Expressions of the '70s:
Dick Wray, Earl Staley, and Contemporaries
January 30 – May 1, 2021
At the onset of the 1970s, Houston was a city on the cusp of exploding growth and change. It was in this setting, during the boom years of the 1970s, that Houston’s art scene rose to such national prominence that art insiders spoke of the rise of a regional “Houston School” – uniquely different from the art meccas of New York City, Los Angeles, and Chicago.
A common spirit wove together many of the city’s artists, who frequently took risks in their art. They knew that nobody was looking over their shoulders and they employed this freedom to explore styles and themes using their dynamic, raw, and creative energy. Expressions of the '70s highlights several of these remarkable artists whose careers were active during this time in Houston.
Dick Wray, Untitled, n.d., oil on canvas, 68” x 84”
Orchestrated Dance of Ink & Water
Rebecca Cole Gallery
January 30 – May 1, 2021
Orchestrated Dance of Ink & Water features the work of Houston watercolor artist Peihong Endris. Rooted in Chinese traditions, Peihong paints with a vigorous style to create artwork that carries profound messages.
Born in China in 1959, Peihong graduated from the Central Academy of Fine Arts in 1993 and served as an art editor for the Beijing Review. Her artwork has been exhibited internationally in China, South Korea, Singapore, and Tokyo, as well as stateside in California and throughout Texas. Peihong moved to the United States in 1999 and currently resides in Houston, where she has led workshops on Chinese ink art at institutions including the Glassell School of the Museum of Fine Arts, Houston, Watercolor Art Society-Houston, Rice University, MD Anderson Cancer Center, and the Jung Center.
Peihong Endris, After Rain, 2019, watercolor, 27” x 18”
Holly Hunter Berry:
The Illuminated Path
Hillery Community Gallery
January 30 – March 6, 2021
The Illuminated Path showcases abstract landscape paintings from Houston-area artist Holly Hunter Berry.
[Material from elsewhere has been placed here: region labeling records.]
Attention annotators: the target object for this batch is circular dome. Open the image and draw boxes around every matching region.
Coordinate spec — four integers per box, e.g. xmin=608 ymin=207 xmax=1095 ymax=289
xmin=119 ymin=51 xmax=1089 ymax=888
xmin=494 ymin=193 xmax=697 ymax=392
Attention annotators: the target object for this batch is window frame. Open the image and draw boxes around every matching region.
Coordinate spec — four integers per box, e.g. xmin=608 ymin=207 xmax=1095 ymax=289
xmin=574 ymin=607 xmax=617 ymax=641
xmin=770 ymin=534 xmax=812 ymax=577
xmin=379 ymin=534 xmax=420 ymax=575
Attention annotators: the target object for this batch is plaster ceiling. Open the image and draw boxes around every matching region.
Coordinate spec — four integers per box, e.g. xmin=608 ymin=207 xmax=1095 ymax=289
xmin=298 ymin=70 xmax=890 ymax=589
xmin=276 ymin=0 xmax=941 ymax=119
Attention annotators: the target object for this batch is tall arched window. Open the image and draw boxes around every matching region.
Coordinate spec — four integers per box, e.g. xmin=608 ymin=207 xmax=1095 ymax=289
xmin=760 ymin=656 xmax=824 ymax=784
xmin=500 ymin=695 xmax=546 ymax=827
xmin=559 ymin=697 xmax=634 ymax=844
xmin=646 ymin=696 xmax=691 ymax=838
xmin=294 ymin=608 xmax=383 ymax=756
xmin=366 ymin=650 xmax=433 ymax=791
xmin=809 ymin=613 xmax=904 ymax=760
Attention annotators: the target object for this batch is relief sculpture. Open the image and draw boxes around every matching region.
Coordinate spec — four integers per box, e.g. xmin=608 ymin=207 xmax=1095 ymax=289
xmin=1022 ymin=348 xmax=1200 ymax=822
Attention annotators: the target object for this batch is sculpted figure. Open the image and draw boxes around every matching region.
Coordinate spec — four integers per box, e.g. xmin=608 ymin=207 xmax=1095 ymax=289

Using acrylic paint and various styles of brushwork, the artist captures hopeful impressions of the natural world.
Berry "creates order out of chaos" by slowly carving out a scene with alternating transparent and opaque applications of paint. With her work she strives to create a message of beauty, hope and divine inspiration with her choices of color, patterns, and subject matter.